ScenDroid: A Scenario-Level Benchmark for Long-Horizon, Time-Evolving GUI Agents
Abstract
Recent breakthroughs in Vision Language Models (VLMs) have empowered GUI agents to perform discrete, short-horizon tasks. However, prevailing benchmarks predominantly rely on an Atomic Reset paradigm, which treats user interactions as isolated episodes, thereby failing to capture the continuous and state-dependent nature of real-world workflows. To bridge this gap, we introduce ScenDroid, which employs a novel App--Task--Scenario (ATS) architecture to orchestrate dependency-aware workflows (exceeding 1200 steps) across persistent Android environments spanning simulated days to weeks.

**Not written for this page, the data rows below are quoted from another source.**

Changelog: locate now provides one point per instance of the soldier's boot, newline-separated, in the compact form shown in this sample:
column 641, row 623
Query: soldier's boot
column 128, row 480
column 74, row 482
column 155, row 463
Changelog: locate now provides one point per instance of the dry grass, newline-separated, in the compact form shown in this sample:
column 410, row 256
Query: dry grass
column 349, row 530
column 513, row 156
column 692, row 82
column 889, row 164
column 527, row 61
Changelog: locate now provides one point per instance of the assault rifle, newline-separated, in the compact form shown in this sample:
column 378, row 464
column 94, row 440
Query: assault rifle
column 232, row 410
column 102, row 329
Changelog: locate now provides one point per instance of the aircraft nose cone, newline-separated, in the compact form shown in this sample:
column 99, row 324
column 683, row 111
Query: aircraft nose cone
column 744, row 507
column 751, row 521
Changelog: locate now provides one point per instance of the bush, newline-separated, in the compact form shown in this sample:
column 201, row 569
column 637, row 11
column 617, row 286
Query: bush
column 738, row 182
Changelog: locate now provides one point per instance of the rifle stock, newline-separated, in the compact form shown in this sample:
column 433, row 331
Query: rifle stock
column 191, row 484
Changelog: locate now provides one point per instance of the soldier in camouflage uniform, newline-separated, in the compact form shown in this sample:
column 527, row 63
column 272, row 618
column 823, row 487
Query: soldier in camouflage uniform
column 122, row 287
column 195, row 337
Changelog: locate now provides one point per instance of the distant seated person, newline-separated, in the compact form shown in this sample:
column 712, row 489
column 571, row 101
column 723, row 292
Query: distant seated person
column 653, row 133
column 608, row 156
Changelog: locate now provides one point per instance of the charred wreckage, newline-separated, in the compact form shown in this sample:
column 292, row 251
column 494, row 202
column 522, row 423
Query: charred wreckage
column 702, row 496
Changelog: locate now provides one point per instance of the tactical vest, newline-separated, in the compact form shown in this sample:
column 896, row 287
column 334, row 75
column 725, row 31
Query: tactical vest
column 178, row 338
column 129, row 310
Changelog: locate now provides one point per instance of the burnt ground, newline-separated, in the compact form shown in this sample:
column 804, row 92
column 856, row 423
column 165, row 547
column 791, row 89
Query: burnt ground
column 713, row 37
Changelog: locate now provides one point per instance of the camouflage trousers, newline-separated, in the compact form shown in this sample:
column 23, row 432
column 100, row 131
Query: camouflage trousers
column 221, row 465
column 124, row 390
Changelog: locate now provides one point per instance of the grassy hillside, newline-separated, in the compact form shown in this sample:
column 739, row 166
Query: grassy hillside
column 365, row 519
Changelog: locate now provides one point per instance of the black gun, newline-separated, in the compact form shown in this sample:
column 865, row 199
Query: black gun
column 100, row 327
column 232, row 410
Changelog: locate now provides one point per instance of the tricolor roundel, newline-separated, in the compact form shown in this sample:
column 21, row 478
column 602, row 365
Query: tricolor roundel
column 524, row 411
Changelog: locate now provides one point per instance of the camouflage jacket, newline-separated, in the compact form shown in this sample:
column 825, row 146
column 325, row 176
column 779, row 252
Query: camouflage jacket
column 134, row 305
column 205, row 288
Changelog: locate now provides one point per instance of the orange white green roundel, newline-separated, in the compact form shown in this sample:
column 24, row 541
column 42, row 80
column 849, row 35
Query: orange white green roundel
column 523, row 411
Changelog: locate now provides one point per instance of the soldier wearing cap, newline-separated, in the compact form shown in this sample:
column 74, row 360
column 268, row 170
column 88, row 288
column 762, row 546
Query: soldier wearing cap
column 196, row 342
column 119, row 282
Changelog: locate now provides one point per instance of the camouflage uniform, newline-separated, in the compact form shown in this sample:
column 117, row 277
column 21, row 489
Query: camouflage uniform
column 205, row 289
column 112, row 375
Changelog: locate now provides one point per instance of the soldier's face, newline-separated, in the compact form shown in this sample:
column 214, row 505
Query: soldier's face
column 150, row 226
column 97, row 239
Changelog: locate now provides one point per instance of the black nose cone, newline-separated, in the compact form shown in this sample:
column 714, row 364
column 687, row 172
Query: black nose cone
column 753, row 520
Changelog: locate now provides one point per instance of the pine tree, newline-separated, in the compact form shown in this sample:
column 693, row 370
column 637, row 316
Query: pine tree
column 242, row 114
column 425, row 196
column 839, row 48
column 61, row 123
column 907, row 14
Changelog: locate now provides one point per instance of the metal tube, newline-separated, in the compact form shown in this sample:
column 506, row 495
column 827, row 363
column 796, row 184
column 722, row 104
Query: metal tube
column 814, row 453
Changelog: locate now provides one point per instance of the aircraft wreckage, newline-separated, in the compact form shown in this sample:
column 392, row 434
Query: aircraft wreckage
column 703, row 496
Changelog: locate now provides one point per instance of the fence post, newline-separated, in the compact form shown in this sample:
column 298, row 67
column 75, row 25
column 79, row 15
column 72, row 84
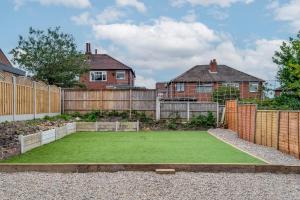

Beyond operational execution, ScenDroid incorporates a Progressive Ambiguity Taxonomy and an integrated Interactive User Simulator to assess an agent’s capacity for proactive intent clarification and long-term preference alignment. Our extensive evaluation of state-of-the-art GUI agents reveals a catastrophic performance collapse, elucidating critical cognitive bottlenecks in structured episodic memory and closed-loop reasoning. We further deconstruct these failure modes and provide a strategic roadmap for developing ``Digital Agents" capable of persistent, autonomous, and human-aligned interaction. We release all scenarios, environment snapshots, agents, and evaluation data to catalyze research into these long-term challenges.